Aletheia
di Emanuela Trotta - indice articoli
Il dilemma del porcospino
Novembre 2021
Nel "Dilemma del porcospino", Schopenhauer descrive la necessità di due porcospini di trovare la giusta distanza, in modo da scaldarsi senza ferirsi, cercando un giusto compromesso tra il freddo e il dolore. Nella sua efficace metafora spiega molto bene quanto sia difficile comprendere quale sia la giusta distanza da avere con gli altri.
La società attuale ha perso di vista il concetto della giusta distanza. Per contrastare la diffusione del contagio ci hanno imposto una distanza fisica effettiva, che oltre a quella già percepita, ha creato un vuoto incolmabile, una chiusura relazionale. L'uomo è un animale sociale, e ciò definisce la sua identità, la distanza nelle relazioni mette in discussione la certezza del suo essere sociale, e del suo bisogno dell'altro, questa consapevolezza viene turbata da un'emergenza che ha ribaltato la nostra imprescindibile esigenza dell'altro, e che potrebbe farci credere che l'altro è il male, annullando così, ogni possibilità di contatto umano, scatenando la paura dell'altro, che è guardato con diffidenza, con sospetto, in quanto possibile veicolo di contagio, sicuro solo se schermato dal video di uno smartphone o dallo schermo di un computer.
Siamo stati privati dei luoghi propri della socialità, della prossimità, dei contatti e di tutte le attività che contribuiscono a conferire a ogni individuo il suo senso di identità e appartenenza. Abbiamo abbandonato le nostre abitudini e i nostri progetti, in attesa di poterli recuperare, abbiamo scelto responsabilmente il distacco volontario da tutte le persone che contano di più, nel tentativo di difenderle, di tutelarle, sempre alla ricerca di una zona sicura che sentiamo sempre più fragile e sempre meno capace di proteggerci.
Se la paura può essere utile nel mettere in atto meccanismi di difesa, l'angoscia di questi tempi, dove niente ha senso, getta nello sconforto, genera una sensazione d'impotenza, di non essere più gli artefici del nostro cammino, della nostra storia, di non essere più capaci di progettualità, nessun potere decisionale, ma costretti all'immobilità.

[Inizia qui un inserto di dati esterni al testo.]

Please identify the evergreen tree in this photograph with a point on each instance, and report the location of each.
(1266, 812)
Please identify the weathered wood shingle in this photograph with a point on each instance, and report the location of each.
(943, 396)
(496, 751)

È indispensabile recuperare la necessità di ritrovare la giusta posizione, perché la distanza fisica non sia devastante distanza sociale, per rimodulare i rapporti umani. Possiamo costruire ponti o innalzare muri, barriere che dividono, ma l'atto di procurare distanza non potrà mai realizzarsi in modo effettivo, perché la relazione che è il nostro fondamento, non può essere intaccata, eliminata. Il muro non sarà capace di eliminare la relazione. Nessuno di noi è in grado di sottrarre l'altro dalla propria soglia, perché l'altro si trova proprio al limite del nostro essere; possiamo tendergli la mano, oppure possiamo decidere di voltarci e negare a noi stessi la sua presenza, ma le relazioni resteranno il fulcro della comunità, il viatico all'autentica accettazione dell'altro. Dipende da noi procedere verso la prossimità, riscoprendo una nuova coesione sociale, ripristinando forme di solidarietà e reciprocità, che ci rendono degni di vivere in una comunità. Nella scelta tra un muro e un ponte si decide della sensatezza della nostra esistenza.